Article Preview
Top1. Introduction
In recent years, multi-agent systems are an important topic of cognitive theory, such as BDI (Believe, Desire, Intention) agents (Shi & Xu, 2009), non-monotonic logic (Liao & Lin, 2006), dynamic logic (Liu &Tang, 2010), etc. However, in the opinion of ontology, an agent is actually the executor of role, and agents will inevitably cause the conflicts among roles and agents (Pu et al. 2010). Roles based interactions are important elements of social activity and are fundamental aspects of cognitive informatics (Zhu, 2010). The authorization of agents and roles in RBAC (role-based access control) can be very complex, because there are the huge number of agents/roles and complicated constraints.

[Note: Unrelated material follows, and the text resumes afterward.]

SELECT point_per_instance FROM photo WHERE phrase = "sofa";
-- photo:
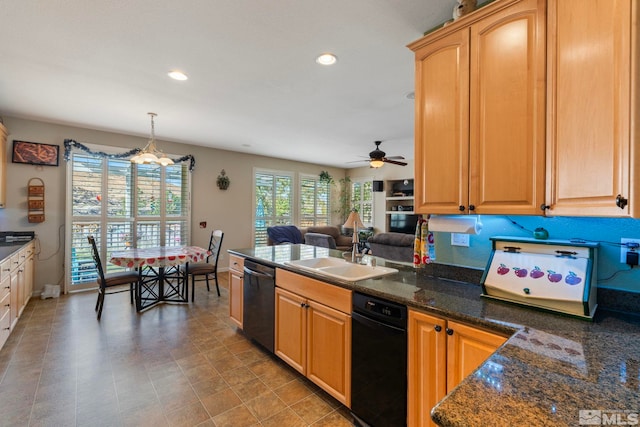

With the development of information technologies, RBAC (Role-Based Access Control) has been extensively used in the rights management (Huet et al., 2004). In RBAC, a role is an intermediary between a user and a permission (a role can be a group of users, these users have the same behaviors and responsibilities) and a role is used to link a user and permissions. A role can be utilized to solve the problems in traditional access control models, such as, the DAC (Discretionary Access Control) and MAC (Mandatory Access Control). These traditional access control models have some shortcomings and insufficiency (Zhao & Lin, 2005).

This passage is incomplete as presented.